Given the importance of superlarge nuclides, ISOLDE, in collaboration with the Rutherford Appleton Laboratory in the UK, has invested considerable effort in the development of specialized targets for the production of such nuclei. A prime example is the target constructed by pressing together more than 100 tantalum foils only 2 µm thick. 11Li is produced in the target by fragmentation of the tantalum nuclei by the proton beam from the PS Booster at CERN. The thinner the foils constituting the target matrix, the faster the short-lived drip-line nuclides can diffuse out to be ionized and transported to the experiment (Bennett et al. 2002).
11Li is not the only superlarge nuclide that is produced at ISOLDE. Others include, for example, 14Be, which has a two-neutron halo, and 19C, which has a one-neutron halo. 17Ne has also been the subject of study by laser spectroscopy due to its interest as a nuclide with a one-proton halo, and it will come under scrutiny again in 2004 when its mass is measured by MISTRAL’s sister experiment ISOLTRAP.
The superlarge 11Li has, meanwhile, been the subject of a myriad of experimental and theoretical studies, with two recent reviews (Jonson and Jensen et al. 2004) chronicling the superlarge saga.
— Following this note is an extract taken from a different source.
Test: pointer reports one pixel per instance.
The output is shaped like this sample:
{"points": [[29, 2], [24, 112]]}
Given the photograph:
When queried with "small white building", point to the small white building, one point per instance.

It will fall to nuclear theory to fit all the pieces into place, hopefully reconciling all the superlative behaviour of the nuclear system after the fashion of supersymmetry, supergravity and superstrings: a veritable supermodel.
C Bachelet 2004 PhD Thesis, Université de Paris Sud.
J R J Bennett et al. 2002 Nucl. Phys. A 701 327.
D Borremans 2004 PhD Thesis, University of Leuven.
X Jensen et al. 2004 Rev. Mod. Phys. 76 215.
B Jonson 2004 Physics Reports 389 1.
P Walker and G Dracoulis 1999 Nature 399 35.